We can not take any responsibility for any adverse effects from the use of plants. Always seek advice from a professional before using a plant medicinally.

Burdekin Plum

Scientific name:

Other Names:

Pleiogynium timoriense

Tulip plumb, Sweet plumb

Family:

Anacardiaceae (Cashew/Mango family)

Burdekin Plum

Basic info:

Native to Australia, Malaysia and the Pacific Islands, this close relative of the Mango is a tropical rainforest tree.


Though it is a rainforest species, it is incredibly hardy and drought tolerant. In the wild, it may also occur naturally on sand dunes behind mangroves and in dry sub-coastal regions along the northeast coast.


It is an attractive tree with glossy green foliage and a dark grey trunk. It has a dense canopy growing to about twenty metres in height but often smaller, making for a lovely shade tree.


Flowering usually occurs between January and March, producing small, yellowish-green blooms that develop into fruit over the winter months.


Like most Anacardiaceae, they are dioecious (two-sexed), so require separate male and female plants in order to produce fruit.


Fossils found in central Queensland show that these trees have been growing in Australia for millions of years.

Uses and Interesting Information:

Fruits are large, black, round (some call them “pumpkin-shaped”) and contain a large stone, similar to plums commonly found in the supermarket – however they are not related to common plumbs at all, being rather part of the mango family. The fruit is edible and pleasant when fully ripe, although often “tart” and suitable for preserves.


Harvest the fruits when they start to show signs of ripening, but don’t eat them straight away! They are hard and acidic straight off the tree and need to be stored for a few days. Aboriginal horticulturists were known to bury the fruit underground to assist with the ripening process. Early settlers apparently buried the fruit in brown paper bags for a week to enhance ripening.


Joseph Banks, on his voyage to Australia with Captain James Cook, collected some of the fruits when they stopped in the Endeavour River, and he made the note:


"These when gathered off from the tree were very hard and disagreeable but after being kept for a few days became soft and tasted much like indifferent Damsons" (Low, Tim (1991). Wild Food Plants of Australia. Sydney: Collins Angus & Robertson. p. 89.)

They may be eaten raw, cooked into jams, used to flavour meat, or fermented into wine.


The fruit has been identified as being exceptionally high in antioxidants (nearly 5 times the antioxidant content of blueberries), with a strong anti-inflammatory and anti-bacterial effect, as well as specifically good as a medicine for ovarian cancer. (Johnson et al (2022), “Identification of phenolics responsible for the high antioxidant activity in Burdekin plum (Pleiogynium timoriense) fruit”, Food Chemistry Advances, 1)

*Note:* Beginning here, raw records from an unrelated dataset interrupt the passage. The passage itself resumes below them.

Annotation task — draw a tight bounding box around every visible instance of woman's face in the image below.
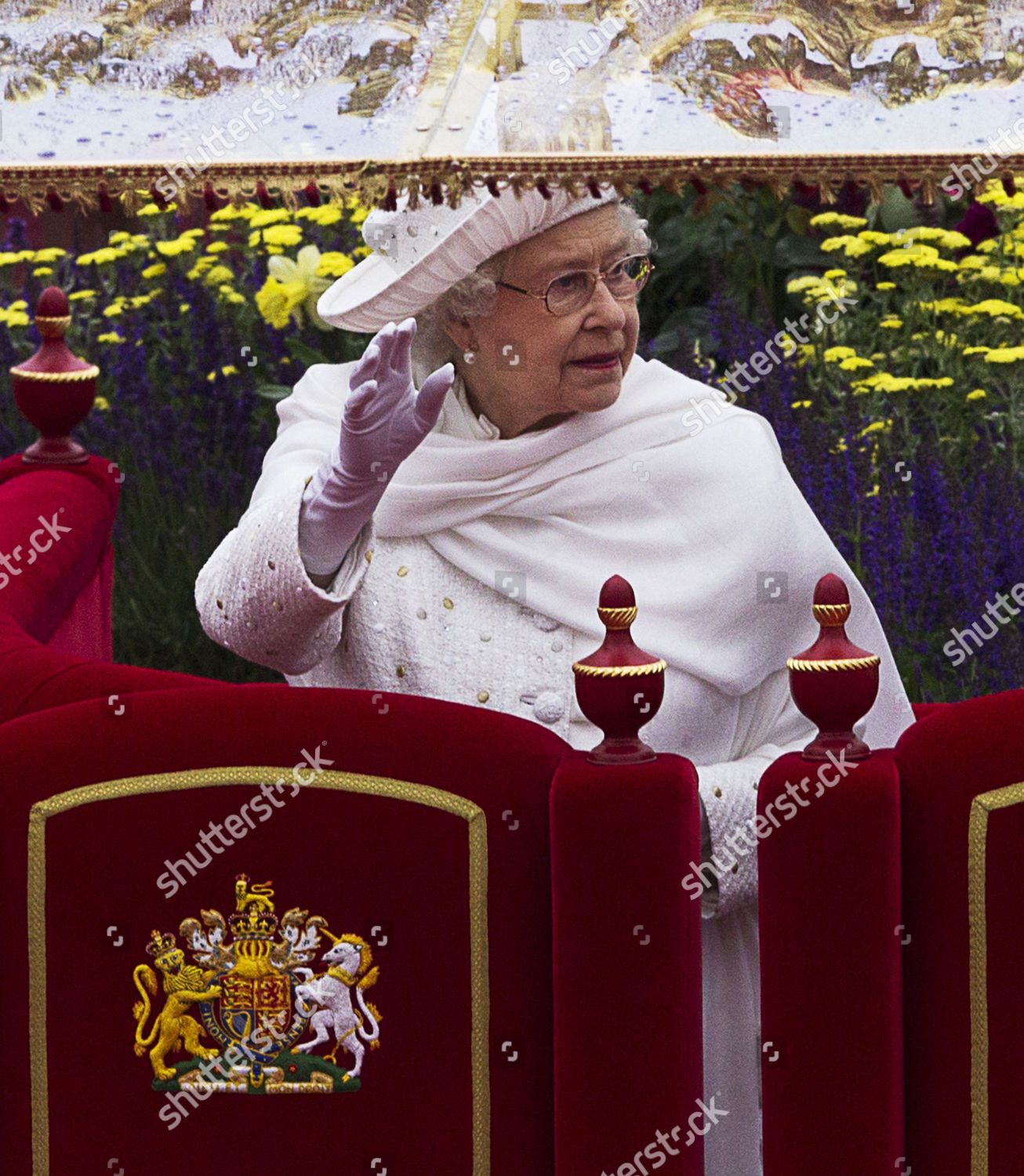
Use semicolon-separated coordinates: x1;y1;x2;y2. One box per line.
448;205;640;437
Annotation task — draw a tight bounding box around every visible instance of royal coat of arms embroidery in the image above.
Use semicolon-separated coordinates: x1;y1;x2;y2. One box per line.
134;874;381;1095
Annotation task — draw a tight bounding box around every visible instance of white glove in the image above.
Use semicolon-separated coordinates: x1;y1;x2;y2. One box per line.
299;319;455;576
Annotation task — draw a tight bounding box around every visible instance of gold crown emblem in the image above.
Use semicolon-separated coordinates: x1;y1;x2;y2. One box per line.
146;931;177;960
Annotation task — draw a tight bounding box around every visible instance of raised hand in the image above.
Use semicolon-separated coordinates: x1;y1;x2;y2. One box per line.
339;319;455;482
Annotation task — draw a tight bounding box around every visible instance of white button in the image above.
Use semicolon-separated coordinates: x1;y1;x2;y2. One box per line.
534;691;565;724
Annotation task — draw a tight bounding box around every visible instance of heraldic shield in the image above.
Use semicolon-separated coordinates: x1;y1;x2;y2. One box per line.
134;874;381;1098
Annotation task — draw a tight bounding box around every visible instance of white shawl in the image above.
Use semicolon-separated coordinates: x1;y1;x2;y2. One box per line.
374;357;909;747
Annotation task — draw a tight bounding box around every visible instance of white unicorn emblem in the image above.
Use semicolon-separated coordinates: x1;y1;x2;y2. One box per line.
292;927;382;1082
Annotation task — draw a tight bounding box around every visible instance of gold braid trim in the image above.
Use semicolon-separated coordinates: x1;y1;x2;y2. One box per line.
9;364;100;383
968;781;1024;1176
786;654;882;670
572;659;668;677
597;604;636;630
812;604;850;628
0;151;1024;216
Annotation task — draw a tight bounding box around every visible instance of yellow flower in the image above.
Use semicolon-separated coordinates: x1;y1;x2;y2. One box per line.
316;253;355;278
295;205;341;225
264;242;330;331
986;347;1024;364
155;237;195;258
249;225;302;249
960;298;1024;319
812;213;868;228
202;266;235;286
256;277;306;331
207;364;238;383
819;235;871;258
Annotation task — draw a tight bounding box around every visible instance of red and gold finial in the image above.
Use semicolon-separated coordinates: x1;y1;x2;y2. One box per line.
572;576;666;764
786;573;881;760
10;286;100;466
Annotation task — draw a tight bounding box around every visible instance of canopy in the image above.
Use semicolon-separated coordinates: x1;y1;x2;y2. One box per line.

In Indigenous times, the bark and roots of the tree were used as a ‘fish poison’ for the purpose of stunning fish, in order that they float to the surface of the water for easy capture.

Burdekin Plum produces a close-grained, fine-textured timber which is highly prized but not commonly available. It has been used for cabinet making, walking sticks, smokers pipes and batons of music conductors.